John Mayfield Abstract

The secrets of fast SMARTS matching

John Mayfield1, Roger Sayle1

1NextMove Software Ltd
Whether you are searching a database, filtering sets of compounds, normalising for registration, calculating descriptors, or involved in fragment-based drug discovery you will need to perform some form of SMARTS or SMARTS-like match (i.e. subgraph isomorphism). Considered a “fundamental pilar” in cheminformatics, almost all toolkits have a SMARTS utility to fulfil these needs but their efficiency is often far from ideal. With publicly available databases growing in size up to and above a billion records [1,2] the need for ever more efficient algorithms is more prevalent than ever.

In database searching inefficiencies in the SMARTS matcher have previously been tackled with a fingerprint pre-screen. Although this is an effective strategy for distinctive queries it does not help with the worst case where each molecule needs to loaded and verified with an atom match. For databases on the order of one billion molecules even distinctive queries may retrieve millions of records from the pre-screen that must be loaded and verified with an atom match. Furthermore, a pre-screen does not help in other use-cases such as normalisation or filtering where multiple patterns are tested on each molecule.

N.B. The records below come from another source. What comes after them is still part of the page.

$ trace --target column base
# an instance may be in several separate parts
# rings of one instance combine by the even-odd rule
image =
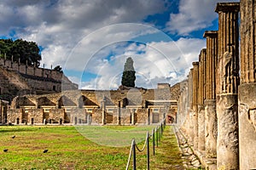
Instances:
[[[256,83],[241,84],[238,89],[240,169],[255,169]]]

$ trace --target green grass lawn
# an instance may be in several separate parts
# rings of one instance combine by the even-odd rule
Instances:
[[[153,127],[131,126],[8,126],[0,127],[1,169],[125,169],[131,139],[141,141]],[[172,130],[168,127],[153,169],[181,164]],[[15,139],[11,137],[15,135]],[[151,143],[150,143],[151,144]],[[3,152],[8,149],[7,152]],[[48,149],[47,153],[43,151]],[[172,156],[173,155],[173,156]],[[137,153],[137,169],[146,168],[146,151]],[[170,166],[170,164],[173,164]],[[131,162],[130,169],[132,167]],[[177,169],[177,168],[173,168]]]

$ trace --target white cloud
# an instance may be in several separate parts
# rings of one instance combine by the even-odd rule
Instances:
[[[117,46],[115,44],[111,47],[114,48]],[[137,71],[136,86],[154,88],[159,82],[173,85],[186,78],[187,70],[191,67],[192,61],[198,60],[199,52],[204,47],[204,40],[192,38],[180,38],[177,42],[150,42],[147,45],[131,43],[122,48],[122,54],[113,55],[111,60],[99,62],[97,66],[91,67],[90,71],[97,75],[97,77],[82,82],[82,88],[116,89],[120,85],[127,57],[131,57],[134,60]],[[139,53],[141,51],[144,53]],[[96,56],[98,55],[95,55],[92,60],[103,60]]]
[[[1,1],[0,34],[8,36],[15,31],[17,37],[37,42],[45,48],[42,64],[63,65],[62,59],[67,57],[63,54],[95,30],[117,23],[142,22],[165,8],[165,2],[158,0]]]
[[[170,21],[166,24],[166,29],[172,33],[188,35],[193,31],[211,26],[212,22],[218,17],[218,14],[214,11],[218,2],[219,0],[180,0],[179,13],[170,14]],[[230,0],[222,2],[230,2]]]

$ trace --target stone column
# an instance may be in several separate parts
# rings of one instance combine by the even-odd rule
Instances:
[[[199,75],[198,75],[198,150],[205,150],[205,107],[204,107],[204,78],[207,49],[203,48],[199,55]]]
[[[218,3],[217,167],[238,169],[239,3]]]
[[[194,69],[190,69],[189,74],[189,114],[188,114],[188,134],[189,134],[189,142],[190,144],[194,143],[194,125],[193,125],[193,72]]]
[[[205,91],[205,140],[206,156],[217,156],[217,114],[216,114],[216,65],[218,60],[218,31],[207,31],[204,33],[207,38],[206,56],[206,91]]]
[[[193,126],[194,126],[194,149],[198,149],[198,62],[193,62]]]
[[[256,2],[241,0],[240,169],[256,168]]]

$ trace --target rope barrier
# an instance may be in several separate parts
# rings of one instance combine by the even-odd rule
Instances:
[[[134,139],[132,139],[131,140],[131,149],[130,149],[130,154],[129,154],[129,158],[128,158],[128,162],[127,162],[127,164],[126,164],[126,170],[128,170],[129,168],[129,165],[130,165],[130,162],[131,162],[131,153],[132,153],[132,146],[133,146],[133,144],[134,144]]]
[[[153,155],[154,156],[155,150],[154,150],[154,140],[155,140],[155,135],[156,133],[156,145],[158,147],[158,140],[160,141],[160,138],[163,135],[164,128],[166,128],[166,117],[164,120],[160,123],[160,125],[157,126],[156,128],[152,129],[152,134],[150,135],[148,132],[147,132],[147,136],[145,139],[145,142],[143,144],[143,149],[139,149],[137,144],[136,144],[136,141],[134,139],[132,139],[131,145],[130,149],[129,157],[126,164],[126,170],[128,170],[130,166],[130,162],[131,158],[131,153],[133,153],[133,170],[136,170],[137,168],[137,163],[136,163],[136,150],[137,150],[139,152],[143,152],[147,145],[147,169],[149,170],[149,139],[152,139],[153,140]],[[151,138],[152,137],[152,138]]]

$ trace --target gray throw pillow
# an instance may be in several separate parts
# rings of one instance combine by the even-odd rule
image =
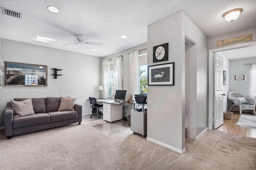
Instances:
[[[75,110],[75,104],[76,98],[66,98],[61,96],[60,104],[58,111]]]
[[[11,103],[14,118],[35,114],[31,98],[20,102],[11,100]]]
[[[240,102],[241,102],[241,103],[242,104],[248,103],[248,102],[247,102],[247,101],[243,97],[242,97],[241,98],[236,98],[238,99],[239,100],[240,100]]]

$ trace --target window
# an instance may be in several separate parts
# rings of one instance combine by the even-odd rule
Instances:
[[[148,93],[148,66],[139,66],[139,84],[140,92]]]
[[[113,70],[110,70],[108,71],[108,97],[113,97],[114,93],[113,80]]]

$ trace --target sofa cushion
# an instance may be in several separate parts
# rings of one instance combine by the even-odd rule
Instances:
[[[32,104],[35,113],[46,112],[45,98],[32,98]]]
[[[13,128],[18,128],[50,122],[50,116],[43,113],[17,117],[13,120]]]
[[[46,99],[47,112],[58,111],[60,104],[60,97],[48,97]]]
[[[30,98],[20,102],[12,100],[11,103],[14,114],[14,118],[35,114],[32,100]]]
[[[76,98],[60,97],[60,104],[58,111],[75,110],[75,104]]]
[[[51,122],[76,119],[78,117],[78,112],[76,111],[52,111],[47,113],[51,116]]]
[[[22,101],[26,98],[16,98],[14,100],[16,101]],[[46,113],[46,107],[45,98],[32,98],[32,104],[33,109],[35,113]]]

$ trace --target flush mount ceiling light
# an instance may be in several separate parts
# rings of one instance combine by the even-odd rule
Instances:
[[[37,36],[33,39],[35,40],[38,41],[39,41],[44,42],[45,43],[49,43],[51,41],[55,41],[56,39],[52,39],[51,38],[46,38],[46,37],[41,37],[40,36]]]
[[[243,9],[241,8],[234,9],[226,12],[222,15],[222,16],[224,17],[227,21],[232,22],[238,18],[240,13],[241,13]]]
[[[47,9],[48,9],[49,11],[56,13],[59,12],[59,11],[58,9],[53,6],[47,6]]]

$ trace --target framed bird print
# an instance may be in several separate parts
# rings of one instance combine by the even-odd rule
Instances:
[[[153,47],[153,63],[168,61],[168,45],[166,43]]]
[[[245,74],[234,74],[234,81],[245,81]]]
[[[148,85],[174,85],[174,63],[148,66]]]

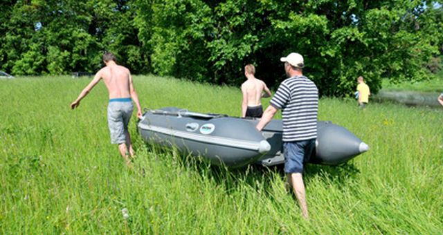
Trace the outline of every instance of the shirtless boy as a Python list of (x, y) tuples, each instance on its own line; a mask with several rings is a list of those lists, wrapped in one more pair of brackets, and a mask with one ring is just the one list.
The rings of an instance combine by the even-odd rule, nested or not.
[(134, 152), (127, 125), (134, 110), (132, 101), (137, 107), (137, 117), (142, 116), (138, 97), (134, 88), (129, 70), (118, 65), (116, 63), (116, 57), (111, 53), (103, 55), (103, 62), (106, 66), (97, 72), (94, 78), (82, 91), (77, 100), (71, 104), (71, 109), (78, 107), (80, 104), (80, 100), (102, 79), (109, 93), (107, 116), (111, 142), (118, 144), (120, 153), (126, 164), (130, 166), (128, 149), (132, 158), (134, 157)]
[[(243, 102), (242, 117), (262, 118), (263, 107), (260, 100), (262, 97), (271, 97), (271, 91), (263, 81), (255, 78), (255, 68), (252, 64), (244, 66), (244, 75), (248, 79), (242, 84)], [(263, 93), (263, 91), (265, 93)]]

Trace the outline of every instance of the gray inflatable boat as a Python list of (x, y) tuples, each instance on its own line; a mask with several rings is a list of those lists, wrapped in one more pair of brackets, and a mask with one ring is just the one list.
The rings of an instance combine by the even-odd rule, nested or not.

To address the worst case situation for large databases, our research has primarily focussed on improving the atom matching algorithms and file formats.

Previously we have presented [3,4] how atom and bond expressions can be optimised and compiled to reduce computational work and how the ordering of these expressions affects performance. The sequence in which these expressions are traversed and matched is critical to the efficiency of a match yet is often an arbitrary storage order. We will demonstrate issues with the popular VF2 algorithm [5,6] in how it selects atoms and spends unnecessary time computing constraints with little benefit. We will show how a breath- or depth-first matcher[7] selects candidate atoms faster than VF2 and introduce a novel best-first algorithm. For improved efficiency the algorithm can be defined as a set of custom op-codes that are interpreted on a virtual machine. These op-codes simplify extension and handling of complex query features including component grouping, stereochemistry, and recursive patterns.

For searching large databases, improvements to the algorithms alone can only get you so far. When reading from common formats like SMILES/MOLfile the total time spent in the SMARTS match is dwarfed by the time spent allocating, parsing, and preparing (e.g. ring perception and aromaticity) the molecule. A common approach is to serialise the molecule data structures to a binary format but these still require parsing and memory allocation. Our starting point was to work backwards and ask “What would a format optimally designed for SMARTS matching look like?”. To answer this we co-designed the binary format (ATDB) that uses an atom type table to compactly store molecules using one byte per atom, requires no parsing or memory allocation, and allows atom and bond expressions to be matched in constant time.

[1] Enamine REAL, currently 720M compounds (https://enamine.net/).
[2] ZINC15, currently 1.367B compounds (http://zinc15.docking.org).
[3] Roger Sayle. 1st-class SMARTS patterns. Daylight EMUG. 1997. (http://www.daylight.com/meetings/emug97/Sayle/)
[4] Roger Sayle. Efficient matching of multiple chemical subgraphs. 9th ICCS. June 2011. (https://www.nextmovesoftware.com/talks/Sayle_MultipleSmarts_ICCS_201106.pdf)
[5] LP Cordella, P Foggia, C Sansone, M Vento. A (Sub)Graph Isomorphism Algorithm for Matching Large Graphs. IEEE Transactions on Pattern Analysis and Machine Intelligence. 2004. 26 (10). 1367-1372.
[6] HC Ehrlich and M Rarey. Systematic benchmark of substructure search in molecular graphs – From Ullmann to VF2. J Cheminform. 2012. 4 (13).
[7] LC Ray and RA Kirsch. Finding Chemical Records by Digital Computers. Science. 1957. 126.